The relationship between science, scientists, and muscular state power is one of the main reasons why science diplomacy and the World Science Forum are of such great importance. However, in discussions on research integrity and the independence of science, attention often focuses on whether science and technology are, in themselves, ‘neutral,’ and whether it is only applications of science and technology that can be employed for violent, harmful or otherwise unethical purposes. This is a discussion that presumes there is a clear-cut distinction between pure and applied science. However, this distinction is one of emphasis, not mutual exclusion.
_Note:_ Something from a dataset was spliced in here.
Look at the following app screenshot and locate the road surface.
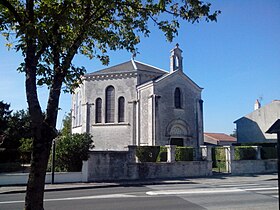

In addition to muscular state power, the science industry—like other industries—is also subject to and enmeshed in the political realities of professionalism, finance and politics.Footnote 13 Scholars and scientists neither operate nor think inside a vacuum—they are not above and beyond power politics, or the subtle power dynamics that characterize us as social and political animals.
Ethics in science thus also concerns how we treat one another. Although there is great variation from state to state and from discipline to discipline, it is naïve to think that scientists’ working conditions—that are characterized by short-term fixed contracts, acute publication pressures, informal and formal hierarchies, and vulnerability to sexual harassment and mental health issues and burnout—do not circumscribe on the pursuit of science. In Norway, where I live and work, recent studies have shown how young scholars and scientists are especially prone to employing ‘questionable research practices,’ in the face of industry pressures to ‘publish or perish’—rather than the individual’s lack of moral integrity being to blame.Footnote 14 Ethical limits to what science can achieve is also an issue that demands a good deal of introspection within our own research communities. How do we structure them to enable talented young scholars and scientist to thrive and progress? And, crucially, how do we make sure that future generations of scholars and scientists are up to the task of conducting research ethically, and to reflect on the ethical ramifications of their pursuits?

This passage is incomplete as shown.